The PPP/C said it also noted the comments by Minister of State, Joseph Harmon, who claimed that he was surprised at news of the firings, but when pressed, admitted that there was knowledge about the move at the Government level, since the Agriculture Ministry is part of Government.
“The PPP calls on the [A Partnership for National Unity/Alliance For Change] APNU/AFC coalition Government to take immediate measures to address the plight of sugar workers…The PPP rejects the Government’s arguments about available fiscal space to continue support for the sugar industry, making the decision to fire thousands of sugar workers a political one,” the statement added.
The Party also called on all sugar workers to remain vigilant ahead of the ‘struggle’ to reverse these decisions, which the PPP/C described as discriminatory since they cannot be supported by any rational thinking or evidence-based assessment.
Also adding its voice to the issue was the minority party in the coalition Government, the AFC, which said in a statement that it remained deeply concerned for the welfare of sugar workers who were likely to be affected by the changes contemplated by the Guyana Sugar Corporation (GuySuCo).
The party said it would insist that as per the requirements in law, severance must be in place and in addition to that, due consideration should be given to: an offer of land leases for alternative economic engagement, access to small concessional loans for said alternative engagement and access to extension services and markets for agro-processing.
“The party recognises that the State Paper on GuySuCo which was laid in the National Assembly in May outlines certain actions, which are necessary and unavoidable if the sugar industry is to be regularised and become sustainable,” the AFC said on Thursday.

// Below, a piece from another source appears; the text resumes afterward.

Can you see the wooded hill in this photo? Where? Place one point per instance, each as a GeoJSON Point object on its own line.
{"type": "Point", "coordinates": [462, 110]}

The party said it was cognisant that GuySuCo has been engaging with the workers and their unions for some time now regarding actions which are necessary, and called on GuySuCo to intensify this initiative to ensure that all workers were adequately briefed, counselled and are presented with all the necessary information regarding the future status of GuySuCo and the sugar sector.
“The party recognises that the future of GuySuCo is of paramount importance and the Government must continue to pursue those options for the sugar industry which is not a burden on the national treasury. The AFC looks forward to an amicable resolution to this issue, but insists that as the Yuletide season is upon us, workers must not be adversely affected and the offer of severance must be thoroughly detailed and presented to the workers now,” it also added.

SPU
Meanwhile, the Special Purpose Unit (SPU) under the National Industrial and Commercial Investments Limited (NICIL) announced also that PricewaterhouseCoopers (PwC) has been selected as the international financial services provider to undertake a valuation of GuySuCo’s assets.
In a statement issued to the media on Thursday, the SPU said that selected tenders were invited from PwC, Ernst & Young, Deloitte, and KPMG. However, KPMG did not submit a tender. The other three firms all made presentations to the NICIL/SPU evaluation team.
After the presentations were concluded, the evaluation team selected PwC. According to the SPU, all negotiations with PwC have been completed and a contract is expected to be signed by December 18, 2017.
PwC, ranked as the most prestigious accounting firm in the world for the last seven consecutive years, will be conducting the valuation of all assets under the control of GuySuCo, in addition to providing other advisory and financial services.
After the valuation exercise, PwC is expected to develop an investment prospectus, which, through the SPU, will be distributed to all interested investors. PwC will also be tasked with ensuring a level playing field for all interested parties and stakeholders.